Ce qui, pour les Verts, est capital

Jean-Marc NOLLET
ministre wallon du Développement durable, en charge de la coordination de l’alliance emploi-environnement (Écolo). Auteur du Green Deal (Le Cri, 2008).

Il est indéniable que le capitalisme récupère toute idée neuve, toute tentative de réforme, et éprouve une grande difficulté à se renouveler. L’argent réinjecté aujourd’hui dans l’économie mondiale – peu importe qu’il soit plus que jamais investi dans des secteurs dits « verts » – sans les mesures de régulation massive qui auraient dû l’accompagner, risque de mener à de nouvelles bulles spéculatives, tandis que l’économie réelle se relève à peine.

Ensuite, c’est l’histoire du monde : soit on s’y résigne et rien ne change, soit on refuse tout en bloc, et c’est au mieux contreproductif, au pire dangereux. Pour ma part, j’opte pour un moyen terme : ne pas se satisfaire de l’existant, savoir qu’un monde parfait n’est pas immédiatement envisageable, et se battre au jour le jour pour engranger des victoires avec des objectifs aussi volontaristes que réalistes à court, moyen et long terme.

Se résigner, parce que « ça ne sert à rien, excepté à alimenter le système », conduit à la perte. Le plus grand défi politique auquel nous ferons face tout au long du XXIe siècle est de faire du développement durable non pas une béquille capitaliste, mais bien une transition radicale vers une société autre, telle que l’humanité n’en a jamais connue, plus solidaire ici et maintenant, mais également avec les pays du Sud et les générations futures.

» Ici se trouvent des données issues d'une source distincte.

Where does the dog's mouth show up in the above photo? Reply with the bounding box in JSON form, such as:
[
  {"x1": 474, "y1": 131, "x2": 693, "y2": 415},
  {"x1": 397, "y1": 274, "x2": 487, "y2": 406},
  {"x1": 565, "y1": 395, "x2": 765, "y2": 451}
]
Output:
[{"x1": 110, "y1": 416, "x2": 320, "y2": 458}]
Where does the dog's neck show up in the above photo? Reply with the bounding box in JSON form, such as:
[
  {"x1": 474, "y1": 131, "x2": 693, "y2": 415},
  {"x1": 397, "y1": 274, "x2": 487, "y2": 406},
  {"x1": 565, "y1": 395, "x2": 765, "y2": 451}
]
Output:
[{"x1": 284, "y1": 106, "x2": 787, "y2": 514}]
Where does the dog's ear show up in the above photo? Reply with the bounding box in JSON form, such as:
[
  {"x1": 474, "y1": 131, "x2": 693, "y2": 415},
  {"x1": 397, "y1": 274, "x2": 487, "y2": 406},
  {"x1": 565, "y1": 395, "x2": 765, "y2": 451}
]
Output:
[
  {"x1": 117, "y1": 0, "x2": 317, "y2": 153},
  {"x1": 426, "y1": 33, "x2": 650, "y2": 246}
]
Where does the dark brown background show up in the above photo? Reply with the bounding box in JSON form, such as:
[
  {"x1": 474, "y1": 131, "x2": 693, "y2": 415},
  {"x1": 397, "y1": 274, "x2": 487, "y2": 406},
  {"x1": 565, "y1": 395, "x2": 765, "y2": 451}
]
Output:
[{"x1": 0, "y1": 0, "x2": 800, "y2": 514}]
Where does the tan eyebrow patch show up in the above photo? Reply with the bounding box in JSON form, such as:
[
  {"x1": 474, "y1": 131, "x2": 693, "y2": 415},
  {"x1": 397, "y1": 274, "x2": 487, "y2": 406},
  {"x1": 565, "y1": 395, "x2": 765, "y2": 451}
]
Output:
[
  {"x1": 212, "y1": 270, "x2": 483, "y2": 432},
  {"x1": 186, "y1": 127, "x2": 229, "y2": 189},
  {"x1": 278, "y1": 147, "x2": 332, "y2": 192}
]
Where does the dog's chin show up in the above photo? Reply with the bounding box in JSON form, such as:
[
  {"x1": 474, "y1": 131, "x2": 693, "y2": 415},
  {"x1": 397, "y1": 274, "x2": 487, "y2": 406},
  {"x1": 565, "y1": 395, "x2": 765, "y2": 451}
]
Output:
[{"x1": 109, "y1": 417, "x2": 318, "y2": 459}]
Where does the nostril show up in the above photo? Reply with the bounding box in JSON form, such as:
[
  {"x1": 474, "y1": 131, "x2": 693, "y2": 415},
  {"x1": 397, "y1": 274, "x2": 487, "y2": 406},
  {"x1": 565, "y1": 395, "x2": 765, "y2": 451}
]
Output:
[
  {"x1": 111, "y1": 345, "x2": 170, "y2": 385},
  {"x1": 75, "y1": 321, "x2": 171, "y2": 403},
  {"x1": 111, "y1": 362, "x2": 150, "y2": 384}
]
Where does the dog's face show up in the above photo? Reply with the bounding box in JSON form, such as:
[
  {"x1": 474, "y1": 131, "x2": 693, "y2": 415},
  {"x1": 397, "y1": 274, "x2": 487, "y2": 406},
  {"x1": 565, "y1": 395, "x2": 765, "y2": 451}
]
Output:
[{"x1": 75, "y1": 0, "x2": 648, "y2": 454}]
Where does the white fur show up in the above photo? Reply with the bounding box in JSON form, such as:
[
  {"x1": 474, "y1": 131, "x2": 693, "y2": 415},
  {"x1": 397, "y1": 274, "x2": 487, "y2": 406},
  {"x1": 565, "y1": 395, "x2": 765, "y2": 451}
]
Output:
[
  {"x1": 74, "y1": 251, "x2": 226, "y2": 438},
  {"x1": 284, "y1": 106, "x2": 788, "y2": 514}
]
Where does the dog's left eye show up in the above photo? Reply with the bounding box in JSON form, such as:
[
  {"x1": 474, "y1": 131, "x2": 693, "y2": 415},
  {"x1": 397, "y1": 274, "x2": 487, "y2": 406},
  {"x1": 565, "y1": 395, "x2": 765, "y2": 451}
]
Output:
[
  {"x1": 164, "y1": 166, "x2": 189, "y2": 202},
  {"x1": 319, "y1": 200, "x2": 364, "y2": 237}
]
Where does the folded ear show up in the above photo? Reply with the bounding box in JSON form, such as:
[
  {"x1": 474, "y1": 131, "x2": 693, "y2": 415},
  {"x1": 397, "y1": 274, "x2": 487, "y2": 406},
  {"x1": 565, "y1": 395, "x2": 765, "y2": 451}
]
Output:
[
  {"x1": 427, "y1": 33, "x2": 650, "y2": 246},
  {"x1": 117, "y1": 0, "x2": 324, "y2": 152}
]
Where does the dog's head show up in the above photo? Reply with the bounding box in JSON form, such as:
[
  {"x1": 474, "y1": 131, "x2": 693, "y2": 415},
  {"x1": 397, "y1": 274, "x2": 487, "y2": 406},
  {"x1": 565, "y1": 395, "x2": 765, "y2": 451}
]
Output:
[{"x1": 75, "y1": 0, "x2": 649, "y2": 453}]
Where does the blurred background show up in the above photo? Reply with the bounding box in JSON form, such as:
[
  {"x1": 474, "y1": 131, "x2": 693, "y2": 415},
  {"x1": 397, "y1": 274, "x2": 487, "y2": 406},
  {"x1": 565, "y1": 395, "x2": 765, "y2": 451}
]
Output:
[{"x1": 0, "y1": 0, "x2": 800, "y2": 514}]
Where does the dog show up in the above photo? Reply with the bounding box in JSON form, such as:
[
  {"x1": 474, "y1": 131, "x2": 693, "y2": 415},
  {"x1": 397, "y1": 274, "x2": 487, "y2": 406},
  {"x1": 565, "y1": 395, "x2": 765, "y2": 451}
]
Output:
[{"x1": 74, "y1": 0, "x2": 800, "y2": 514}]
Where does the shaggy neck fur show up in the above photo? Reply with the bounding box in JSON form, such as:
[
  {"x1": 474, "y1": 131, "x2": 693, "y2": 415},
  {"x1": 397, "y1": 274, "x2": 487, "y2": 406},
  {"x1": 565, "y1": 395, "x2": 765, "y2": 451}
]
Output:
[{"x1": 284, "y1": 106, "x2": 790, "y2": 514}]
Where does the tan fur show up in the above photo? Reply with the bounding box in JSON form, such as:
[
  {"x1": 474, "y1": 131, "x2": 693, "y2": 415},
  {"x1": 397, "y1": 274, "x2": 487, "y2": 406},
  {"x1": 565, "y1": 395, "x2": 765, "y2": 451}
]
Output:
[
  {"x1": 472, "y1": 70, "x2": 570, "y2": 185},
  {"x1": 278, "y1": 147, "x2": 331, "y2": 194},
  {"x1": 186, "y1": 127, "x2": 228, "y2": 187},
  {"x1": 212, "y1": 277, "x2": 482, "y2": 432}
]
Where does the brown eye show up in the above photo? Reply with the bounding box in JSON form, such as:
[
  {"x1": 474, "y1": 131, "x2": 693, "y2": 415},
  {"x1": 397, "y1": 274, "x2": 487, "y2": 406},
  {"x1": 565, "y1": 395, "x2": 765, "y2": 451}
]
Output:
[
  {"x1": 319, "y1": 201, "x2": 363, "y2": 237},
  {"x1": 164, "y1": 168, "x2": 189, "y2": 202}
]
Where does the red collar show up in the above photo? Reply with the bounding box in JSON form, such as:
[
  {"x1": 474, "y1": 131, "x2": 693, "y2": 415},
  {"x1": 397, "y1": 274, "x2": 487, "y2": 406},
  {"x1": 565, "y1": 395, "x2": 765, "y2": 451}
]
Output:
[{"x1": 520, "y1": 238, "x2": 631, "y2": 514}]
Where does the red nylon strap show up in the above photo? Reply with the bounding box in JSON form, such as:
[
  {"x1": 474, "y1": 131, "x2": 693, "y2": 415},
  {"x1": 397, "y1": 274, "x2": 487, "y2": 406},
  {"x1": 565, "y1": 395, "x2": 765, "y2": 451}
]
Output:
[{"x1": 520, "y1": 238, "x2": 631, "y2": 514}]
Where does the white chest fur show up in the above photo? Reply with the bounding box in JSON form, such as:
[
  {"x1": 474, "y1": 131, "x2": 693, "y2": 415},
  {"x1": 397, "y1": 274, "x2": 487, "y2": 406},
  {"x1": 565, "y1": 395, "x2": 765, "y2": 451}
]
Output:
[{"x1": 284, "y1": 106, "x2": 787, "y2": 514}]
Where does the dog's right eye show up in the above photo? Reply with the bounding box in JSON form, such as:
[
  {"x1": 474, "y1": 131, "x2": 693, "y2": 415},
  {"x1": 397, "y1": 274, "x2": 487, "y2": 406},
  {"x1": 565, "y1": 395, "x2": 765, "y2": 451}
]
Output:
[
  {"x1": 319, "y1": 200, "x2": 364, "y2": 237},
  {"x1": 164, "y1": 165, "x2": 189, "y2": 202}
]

Il s’agit donc bien d’opérer un changement radical, mais, en démocrate, je ne conçois pas la transition écologique de façon révolutionnaire. À court terme, les alliances emploi-environnement ne sont pas un vocable creux, mais un outil, parmi d’autres, afin de sortir de la crise par le haut. Changer de système trop rapidement pourrait conduire à des dérives violentes, voire anti-démocratiques, de nos sociétés et aurait plus que certainement des conséquences dramatiques pour les plus pauvres. Le maintien de l’activité économique à court terme est un passage obligé pour éviter une dégradation forte et rapide des conditions sociales. Pour que ces outils aient un sens, il faut bien sûr qu’ils soient envisagés de manière cohérente et globale, afin de maximiser l’effet du cercle vertueux que l’on entend mettre en œuvre.

Des outils à ne pas détourner

C’est de cette manière que les écologistes devront s’efforcer de changer le système, dans la bonne direction, en veillant notamment à ce que les concepts de Green deal et, plus localement, de Plan Marshall 2.vert, ne soient pas détournés de leur sens premier, que ce soit dans les discours ou dans les faits.

Aucun pays au monde aujourd’hui ne bénéficie à la fois d’un indice de développement humain élevé et d’une empreinte écologique faible.

Encore une fois, ce sont des outils, à court et moyen terme, afin d’orienter l’économie vers une économie de projets, soutenable et solidaire. Il n’est plus à prouver, par ailleurs, que les écologistes remettent en cause le modèle capitaliste à travers leurs combats. Que ce soit lorsqu’ils défendent les sans-papiers, à la fois pour des raisons de respect de la dignité humaine, simplement, mais également pour s’opposer à la « délocalisation sur place » du travail au noir de ces sans-droits, permettant à des employeurs peu scrupuleux de faire pression à la baisse sur les salaires et la sécurité sociale. Que ce soit lorsqu’ils critiquent une mondialisation sans régulation, qui conduit à toutes les dérives que l’on connaît, et particulièrement aux délocalisations et autre dumping social.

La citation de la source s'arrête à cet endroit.